The fourth and the fifth midden cultural deposits can be found beneath the stylobate. These deposits are poorly preserved remains from the late Xia Dynasty and the early Shang Dynasty.

Relevant studies revealed that the stylobate would have been the venue for sacrificial rituals by local settlers in the Western Zhou Dynasty. Huang Yunming, the team leader for the archaeological excavation of the Hulushan site for 3 years in a row from 2014, believed that the residential site of late Shang Dynasty and sacrificial relics of the Western Zhou Dynasty discovered in the Hulushan site added to the inventory of similar relics of the same period in Fujian region and provided the first-hand data for the study on the building types, inhabitation forms, intellectual and cultural activities, among other things, of northern Fujian of the Shang and Zhou Dynasties.

Following the excavation, the archaeological team completely backfilled the Hulushan site for its protection, in the hope of offering and preserving physical evidence for future excavation, protection, and exhibition of the site to leave a valuable prehistoric cultural legacy to later generations.

Based on the “Master Plan of Wuyi New District (2010-2030)” approved by the Fujian Provincial People’s Government, the Hulushan site is included in the Xingtian Cluster, which mainly functions as a tourist resort and area dedicated to cultural and creative industries as well as sci-tech development. Following the completed spaceflight exploration hall and the sports complex under construction, according to the local villagers, the health and wellness base and the panda exhibition hall have moved to the site selection period.

Hulu Hill, the guardian and nurturer of Xijiao Village for the past thousands of years, is awaiting grand changes.
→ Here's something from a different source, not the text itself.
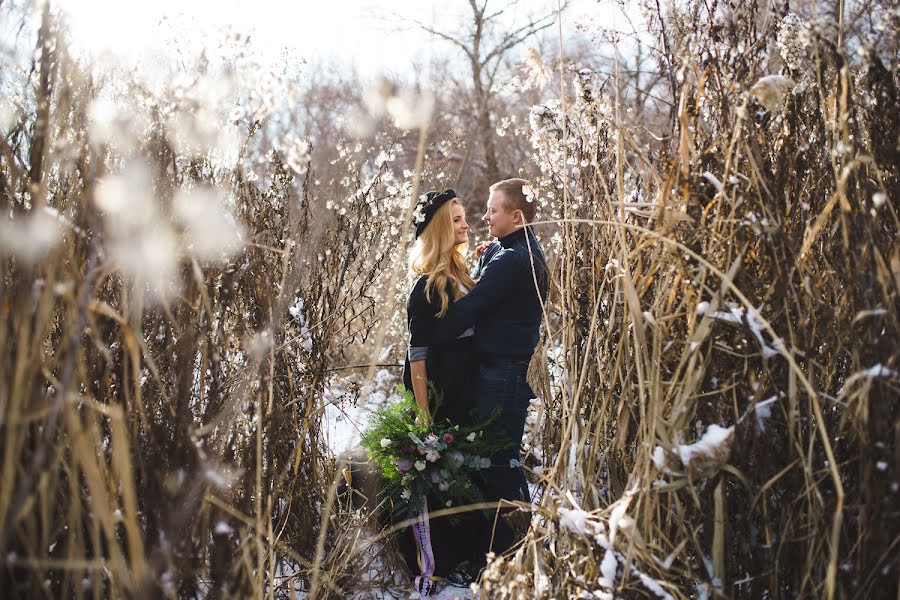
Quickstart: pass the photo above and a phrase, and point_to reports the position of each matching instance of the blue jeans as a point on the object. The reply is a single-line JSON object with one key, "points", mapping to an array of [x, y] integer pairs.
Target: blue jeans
{"points": [[501, 382]]}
These changes will also greatly impact the subsequent protection and development of the site and enrich the abundant historical and cultural connotations of Wuyi New District.

“Hulushan site sits close to the Chengcun Site of Han Dynasty Town and the Minyue State Capital Site Museum and is adjacent to the Mount Wuyi Scenic Area, which gives it the high value for protection, exploitation, and development.” Huang Yunming said, optimistic about the potential of the cultural relic.